Turns out the kids are all right after all
By Steve Wallace
Times Colonist, April 7th 2017
New drivers qualifying for driving privileges in B.C. must jump through all sorts of hoops that were never contemplated for preceding generations.
The process is the longest learning period in North America.
For instance, a teen can get married and enlist in the armed forces before getting an unencumbered driver’s licence in our province.
They deserve a great deal more respect than they get when it comes to qualifying for a driver’s licence.
They must hold a learner’s licence for at least a year prior to attempting a practical road test.
In order to get the learner’s permit, they must earn a grade of no less than 80 per cent on a driving theory test.
They may not attempt this theory test until reaching their 16th birthday, provided they have parental permission.
Once the theory test is passed, they must drive with a licensed co-pilot who is at least 25 and they must display an “L” at the rear of their vehicle.
The province recommends at least 60 hours of practice before new drivers attempt the first road test.
They are only permitted to have one other passenger in the vehicle besides the co-pilot while practising their driving.
Upon successfully passing the first road test, the learner is designated as an “N” or new driver.
This first road test is a 45-minute ordeal, with nine possible skill related items requested by the examiner.
The students must parallel park, reverse stall-park, hill-park, back in a straight line, U-turn, threepoint and reverse turn, identify hazards and open and close the door safely.
At least seven of the nine skills are requested on most practical tests.
The actual driving is done on both busy streets and in residential neighbourhoods.
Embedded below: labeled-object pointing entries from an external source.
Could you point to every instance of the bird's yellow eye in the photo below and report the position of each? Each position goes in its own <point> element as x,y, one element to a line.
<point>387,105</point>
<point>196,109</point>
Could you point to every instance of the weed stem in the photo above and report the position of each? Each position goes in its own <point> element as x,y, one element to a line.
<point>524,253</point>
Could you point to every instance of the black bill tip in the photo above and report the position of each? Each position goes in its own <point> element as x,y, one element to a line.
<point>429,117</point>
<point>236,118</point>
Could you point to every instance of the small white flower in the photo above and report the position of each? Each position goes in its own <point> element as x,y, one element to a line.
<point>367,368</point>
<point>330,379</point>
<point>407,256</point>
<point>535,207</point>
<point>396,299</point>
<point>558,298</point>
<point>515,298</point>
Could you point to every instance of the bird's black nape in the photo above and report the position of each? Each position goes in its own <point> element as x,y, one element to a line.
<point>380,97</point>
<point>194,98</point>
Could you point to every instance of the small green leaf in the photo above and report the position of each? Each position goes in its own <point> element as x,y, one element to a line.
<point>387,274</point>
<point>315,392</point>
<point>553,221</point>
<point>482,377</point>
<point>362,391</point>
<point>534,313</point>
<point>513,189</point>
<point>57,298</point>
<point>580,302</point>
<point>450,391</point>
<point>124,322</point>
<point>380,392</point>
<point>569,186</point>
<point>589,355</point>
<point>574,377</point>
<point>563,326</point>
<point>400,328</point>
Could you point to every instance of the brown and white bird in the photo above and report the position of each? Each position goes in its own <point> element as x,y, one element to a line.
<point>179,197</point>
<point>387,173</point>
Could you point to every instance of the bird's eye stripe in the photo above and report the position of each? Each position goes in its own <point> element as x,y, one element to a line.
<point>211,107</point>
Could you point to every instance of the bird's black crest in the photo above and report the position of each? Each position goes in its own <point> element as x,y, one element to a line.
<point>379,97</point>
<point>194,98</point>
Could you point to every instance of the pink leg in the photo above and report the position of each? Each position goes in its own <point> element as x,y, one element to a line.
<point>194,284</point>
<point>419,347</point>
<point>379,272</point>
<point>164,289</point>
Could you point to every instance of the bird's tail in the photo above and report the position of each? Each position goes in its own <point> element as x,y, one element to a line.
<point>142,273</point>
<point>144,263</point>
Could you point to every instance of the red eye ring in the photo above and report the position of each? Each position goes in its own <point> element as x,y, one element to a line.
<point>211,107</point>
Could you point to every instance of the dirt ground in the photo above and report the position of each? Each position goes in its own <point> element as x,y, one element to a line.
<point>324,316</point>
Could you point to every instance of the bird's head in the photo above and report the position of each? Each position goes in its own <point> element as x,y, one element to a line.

Provided new drivers maintain a clean record of no more than two driving infractions and do not have any blameable crashes within the next two years, they may attempt the second road test.
The two years of driving with an “N” displayed at the back of the vehicle is meant to be a probationary period, which can be extended if there are more than two infractions or a blameable crash.
The second road test includes a high-speed highway drive with merging on and off a freeway.
The new drivers must back into a parking space, pull on and off the road and do some skill-testing manoeuvres, usually involving turning the vehicle in the opposite direction from a parked position.
This second test is also 45 minutes long. Successful completion allows drivers to scrap the “N” displayed at the back of the vehicle as they are awarded a regular driving licence.
Now think for a moment of your own original driving test.
If you are a veteran of the Second World War, you probably paid a dollar for your licence and did not have to do a test of any kind.
If you got your driving licence after the war, you probably had to do some kind of a road test.
It may have involved an RCMP constable watching or riding for a short time period, usually a few minutes, in a small town or rural area.
It wasn’t until the 1950s that provincial governments began to take driver testing seriously.
In the 1960s, I completed a written test, then two weeks later I did a road test — a two-week wonder.
The 1970s and beyond marked the beginning of more-sophisticated road-testing procedures.
New drivers today go through a staged and rigorous testing regime, one that is not always appreciated by those who got their licences before testing was so seriously applied.
It brings meaning to the phrase: “the kids are all right.”